始まり
「条件は、まず儂のことをグロチウスさんと呼ぶところからじゃな。」
「そういえば、本名を俺は聞いてなかったっけ?」
レンヤはこの世界に来てからのことを思い出す。
不思議なことに、確かにグロチウスについてのこと
は、このロッジの所有者だということいがいには、何も知らないのだ。
なのに、なぜか話しやすく、気軽に接してくれていた。力の差は、歴然としている。
「それと、儂のことについては、儂からは基本的には、話さん。」
「基本的には、ってことは、話す事もあるのか?」
「老いゆくものは、段々と話好きになるものじゃからな。つまり、聞くことはダメだと言うことじゃ。」
なぜ、聞いてはダメなのかと、一瞬グロチウスの過去に興味を持ちかけたが、気にするのを止めた。
「そして、儂の命令は絶対じゃ!」
「やだ。」
「ま、そーゆうとおもったわい。基本厳守というところで、まけとこうかの。そして、最後に…。」
「まだあるのかよ。」
「お主の持ち物である、この魔法書の使用するタイミングは儂が決定する。」
「…、俺は強くなれるか?」
「ふむ、独学でもお主は強くなれる。しかし、儂の教えにしたがい、師事したほうが、より視野を大きく広げられるぞ?」
含みのある言い方をする、じいさんことグロチウスに少し黙るレンヤ。
しかし、考えに時間を使ったのは僅か数秒。
「ああ、条件を飲む。」
「うむ、契約成立じゃな。
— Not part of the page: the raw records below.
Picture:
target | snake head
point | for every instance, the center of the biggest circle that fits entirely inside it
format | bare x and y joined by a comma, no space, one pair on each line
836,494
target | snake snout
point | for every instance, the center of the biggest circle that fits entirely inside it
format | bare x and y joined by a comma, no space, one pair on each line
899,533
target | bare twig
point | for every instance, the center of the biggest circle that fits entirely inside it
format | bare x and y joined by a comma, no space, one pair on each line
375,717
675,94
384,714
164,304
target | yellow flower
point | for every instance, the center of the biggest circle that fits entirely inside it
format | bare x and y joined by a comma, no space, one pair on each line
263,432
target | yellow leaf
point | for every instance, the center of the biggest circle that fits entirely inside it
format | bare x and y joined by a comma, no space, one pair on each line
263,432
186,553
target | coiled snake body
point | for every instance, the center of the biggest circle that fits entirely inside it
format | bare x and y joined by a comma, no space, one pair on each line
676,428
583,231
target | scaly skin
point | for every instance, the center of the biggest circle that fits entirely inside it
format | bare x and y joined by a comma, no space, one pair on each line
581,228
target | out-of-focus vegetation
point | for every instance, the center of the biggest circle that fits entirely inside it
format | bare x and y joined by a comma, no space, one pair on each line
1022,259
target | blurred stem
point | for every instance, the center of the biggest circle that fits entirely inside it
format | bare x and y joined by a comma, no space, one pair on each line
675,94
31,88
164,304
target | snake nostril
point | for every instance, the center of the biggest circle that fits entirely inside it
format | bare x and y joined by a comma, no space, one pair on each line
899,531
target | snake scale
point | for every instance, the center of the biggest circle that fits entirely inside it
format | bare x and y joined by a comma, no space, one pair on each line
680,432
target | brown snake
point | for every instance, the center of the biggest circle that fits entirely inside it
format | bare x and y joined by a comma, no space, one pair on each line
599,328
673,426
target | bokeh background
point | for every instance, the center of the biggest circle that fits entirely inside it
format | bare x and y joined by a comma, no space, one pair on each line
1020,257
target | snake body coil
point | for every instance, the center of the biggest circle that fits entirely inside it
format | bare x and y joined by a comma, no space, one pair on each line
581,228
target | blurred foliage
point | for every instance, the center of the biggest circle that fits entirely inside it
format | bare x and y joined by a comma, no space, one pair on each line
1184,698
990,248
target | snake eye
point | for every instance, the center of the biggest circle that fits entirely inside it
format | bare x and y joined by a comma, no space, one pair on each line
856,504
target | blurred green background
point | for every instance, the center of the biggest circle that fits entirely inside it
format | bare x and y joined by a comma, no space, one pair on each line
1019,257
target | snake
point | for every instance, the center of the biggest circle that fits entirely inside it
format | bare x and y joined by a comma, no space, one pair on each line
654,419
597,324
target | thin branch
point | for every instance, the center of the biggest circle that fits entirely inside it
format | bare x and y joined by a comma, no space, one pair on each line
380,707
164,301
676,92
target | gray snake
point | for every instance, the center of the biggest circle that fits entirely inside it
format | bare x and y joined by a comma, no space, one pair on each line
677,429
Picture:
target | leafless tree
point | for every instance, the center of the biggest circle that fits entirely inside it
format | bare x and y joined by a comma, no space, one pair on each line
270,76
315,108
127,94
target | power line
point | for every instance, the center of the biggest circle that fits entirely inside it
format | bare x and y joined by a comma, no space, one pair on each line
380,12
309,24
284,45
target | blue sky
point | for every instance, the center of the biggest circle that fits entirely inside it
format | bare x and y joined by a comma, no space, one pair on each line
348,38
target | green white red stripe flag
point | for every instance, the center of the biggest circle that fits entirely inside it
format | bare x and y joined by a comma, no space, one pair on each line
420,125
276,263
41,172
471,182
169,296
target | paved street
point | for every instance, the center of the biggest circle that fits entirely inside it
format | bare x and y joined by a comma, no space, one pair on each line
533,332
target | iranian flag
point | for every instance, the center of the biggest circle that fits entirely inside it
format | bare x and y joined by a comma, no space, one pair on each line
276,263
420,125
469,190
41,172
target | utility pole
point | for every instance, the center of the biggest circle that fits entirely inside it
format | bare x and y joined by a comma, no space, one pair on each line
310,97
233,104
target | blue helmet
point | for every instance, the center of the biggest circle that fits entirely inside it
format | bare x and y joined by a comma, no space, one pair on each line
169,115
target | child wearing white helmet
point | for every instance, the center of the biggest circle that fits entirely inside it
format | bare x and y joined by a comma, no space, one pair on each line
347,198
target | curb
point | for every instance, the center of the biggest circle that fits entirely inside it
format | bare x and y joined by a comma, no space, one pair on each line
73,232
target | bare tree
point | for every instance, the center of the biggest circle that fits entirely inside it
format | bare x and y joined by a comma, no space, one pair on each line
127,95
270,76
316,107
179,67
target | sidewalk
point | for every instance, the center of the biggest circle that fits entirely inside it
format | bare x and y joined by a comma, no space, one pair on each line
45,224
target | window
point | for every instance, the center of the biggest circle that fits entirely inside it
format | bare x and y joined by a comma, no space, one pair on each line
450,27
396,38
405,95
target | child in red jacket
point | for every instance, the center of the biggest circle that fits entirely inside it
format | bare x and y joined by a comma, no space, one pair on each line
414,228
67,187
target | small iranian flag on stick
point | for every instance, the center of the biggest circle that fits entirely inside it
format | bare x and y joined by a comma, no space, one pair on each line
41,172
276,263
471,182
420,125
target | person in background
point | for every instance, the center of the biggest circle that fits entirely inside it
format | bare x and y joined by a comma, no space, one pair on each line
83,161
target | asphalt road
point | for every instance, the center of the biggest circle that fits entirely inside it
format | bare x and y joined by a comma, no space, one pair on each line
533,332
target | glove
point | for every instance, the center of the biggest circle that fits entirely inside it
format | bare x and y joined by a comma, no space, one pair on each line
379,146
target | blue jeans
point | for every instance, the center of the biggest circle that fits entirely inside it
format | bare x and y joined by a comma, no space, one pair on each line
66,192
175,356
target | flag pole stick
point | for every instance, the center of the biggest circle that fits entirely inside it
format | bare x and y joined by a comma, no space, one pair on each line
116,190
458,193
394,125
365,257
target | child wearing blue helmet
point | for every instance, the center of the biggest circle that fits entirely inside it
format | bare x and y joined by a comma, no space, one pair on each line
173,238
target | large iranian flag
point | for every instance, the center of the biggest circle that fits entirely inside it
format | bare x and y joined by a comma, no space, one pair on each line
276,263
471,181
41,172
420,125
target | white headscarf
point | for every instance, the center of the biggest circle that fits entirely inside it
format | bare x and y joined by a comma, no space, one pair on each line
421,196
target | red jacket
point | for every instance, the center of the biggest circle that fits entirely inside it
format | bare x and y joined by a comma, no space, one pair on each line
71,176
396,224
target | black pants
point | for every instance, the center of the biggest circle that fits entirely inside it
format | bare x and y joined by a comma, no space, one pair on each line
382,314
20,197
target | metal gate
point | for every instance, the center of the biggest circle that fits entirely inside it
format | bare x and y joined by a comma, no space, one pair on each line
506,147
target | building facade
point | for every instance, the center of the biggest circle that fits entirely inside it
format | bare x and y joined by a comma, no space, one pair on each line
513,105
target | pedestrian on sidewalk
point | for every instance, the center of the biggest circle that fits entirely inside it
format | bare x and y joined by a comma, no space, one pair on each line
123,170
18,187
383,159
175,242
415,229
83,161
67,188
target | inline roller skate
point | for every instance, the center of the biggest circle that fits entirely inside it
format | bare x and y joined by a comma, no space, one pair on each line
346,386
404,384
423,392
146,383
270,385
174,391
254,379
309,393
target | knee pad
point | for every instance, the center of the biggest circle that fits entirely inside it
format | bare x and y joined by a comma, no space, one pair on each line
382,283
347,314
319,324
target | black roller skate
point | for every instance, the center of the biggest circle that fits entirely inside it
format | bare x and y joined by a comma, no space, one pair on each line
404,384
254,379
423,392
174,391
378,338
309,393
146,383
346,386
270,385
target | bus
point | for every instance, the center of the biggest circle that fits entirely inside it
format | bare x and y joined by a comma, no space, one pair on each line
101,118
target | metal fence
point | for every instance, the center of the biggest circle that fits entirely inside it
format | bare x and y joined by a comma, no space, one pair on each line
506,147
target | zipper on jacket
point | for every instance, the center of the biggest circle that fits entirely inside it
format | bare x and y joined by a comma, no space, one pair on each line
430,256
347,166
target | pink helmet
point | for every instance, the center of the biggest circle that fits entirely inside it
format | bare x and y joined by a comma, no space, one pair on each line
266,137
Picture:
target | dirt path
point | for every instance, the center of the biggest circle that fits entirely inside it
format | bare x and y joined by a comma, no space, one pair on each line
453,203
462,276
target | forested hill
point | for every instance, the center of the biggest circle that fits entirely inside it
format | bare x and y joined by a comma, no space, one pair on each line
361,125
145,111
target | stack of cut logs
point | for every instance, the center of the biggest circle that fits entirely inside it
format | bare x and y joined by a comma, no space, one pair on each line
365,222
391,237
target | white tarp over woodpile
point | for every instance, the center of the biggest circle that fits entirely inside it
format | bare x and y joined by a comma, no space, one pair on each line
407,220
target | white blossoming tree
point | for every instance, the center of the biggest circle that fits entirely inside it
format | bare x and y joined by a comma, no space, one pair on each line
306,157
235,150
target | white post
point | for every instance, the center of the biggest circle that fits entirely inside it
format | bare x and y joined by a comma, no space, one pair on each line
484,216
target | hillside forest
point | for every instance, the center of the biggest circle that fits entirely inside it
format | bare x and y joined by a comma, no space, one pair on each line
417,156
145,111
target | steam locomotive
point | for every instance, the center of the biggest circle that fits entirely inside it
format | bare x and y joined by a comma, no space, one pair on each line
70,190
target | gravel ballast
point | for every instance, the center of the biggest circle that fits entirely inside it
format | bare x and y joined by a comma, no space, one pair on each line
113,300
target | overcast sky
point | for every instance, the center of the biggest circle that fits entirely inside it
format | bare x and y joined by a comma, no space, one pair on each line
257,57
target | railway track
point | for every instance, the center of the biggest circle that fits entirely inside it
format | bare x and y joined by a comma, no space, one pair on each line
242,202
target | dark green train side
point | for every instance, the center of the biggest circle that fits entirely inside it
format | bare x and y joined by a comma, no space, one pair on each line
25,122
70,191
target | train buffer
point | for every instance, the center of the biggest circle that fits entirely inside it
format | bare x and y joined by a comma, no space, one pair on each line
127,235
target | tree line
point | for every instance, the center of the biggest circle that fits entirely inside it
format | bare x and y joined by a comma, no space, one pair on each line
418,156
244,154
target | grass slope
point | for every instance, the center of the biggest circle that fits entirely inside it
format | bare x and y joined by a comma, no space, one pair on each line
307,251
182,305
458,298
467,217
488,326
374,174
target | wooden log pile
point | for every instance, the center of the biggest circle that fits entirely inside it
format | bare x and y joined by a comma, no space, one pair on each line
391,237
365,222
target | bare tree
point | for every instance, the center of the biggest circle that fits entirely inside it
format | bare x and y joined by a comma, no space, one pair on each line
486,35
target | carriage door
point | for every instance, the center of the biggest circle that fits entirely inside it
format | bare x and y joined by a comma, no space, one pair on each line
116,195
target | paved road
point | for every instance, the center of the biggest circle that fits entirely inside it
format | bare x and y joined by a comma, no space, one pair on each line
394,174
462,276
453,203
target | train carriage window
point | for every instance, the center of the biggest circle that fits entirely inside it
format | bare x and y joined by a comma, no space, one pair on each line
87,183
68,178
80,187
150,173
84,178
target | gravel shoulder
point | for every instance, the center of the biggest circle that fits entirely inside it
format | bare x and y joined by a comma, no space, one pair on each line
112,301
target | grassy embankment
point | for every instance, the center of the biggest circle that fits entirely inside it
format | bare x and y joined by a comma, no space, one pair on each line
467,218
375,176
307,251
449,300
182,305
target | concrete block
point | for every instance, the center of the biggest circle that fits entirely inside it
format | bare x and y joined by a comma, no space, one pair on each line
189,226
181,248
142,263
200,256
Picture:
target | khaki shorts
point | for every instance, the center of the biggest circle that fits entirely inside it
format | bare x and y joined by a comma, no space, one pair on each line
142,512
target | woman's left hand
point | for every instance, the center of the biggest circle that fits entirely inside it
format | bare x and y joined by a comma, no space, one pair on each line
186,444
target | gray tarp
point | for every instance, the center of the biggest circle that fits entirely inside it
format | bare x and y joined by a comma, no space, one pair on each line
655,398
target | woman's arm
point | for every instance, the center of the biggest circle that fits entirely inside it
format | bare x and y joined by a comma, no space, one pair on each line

」
二人を中心に幾重にも重なり、層をなす魔術式が光り、それが分かれ二人の体に吸い込まれる。
「契約魔術か?」
「うむ、似ているが少し違うな。いわば、絆とでもいおうかの、我が弟子よ。あ安心せよ、契約魔術とは違い、拘束力はありゃせんからの。」
「もしあんたが俺を害そうと思えば、何時でも出来るだけの差はあるんだ、心配はしていない。」
この世界で始まる激動の時代が、今まさにおき始めようとはレンヤは、知らずその渦中には入りはじめた。
「まずは、移動使用かの。」
「どこに?」
ニコっと、楽しそうに笑った老人と青年は、この家から姿を消した。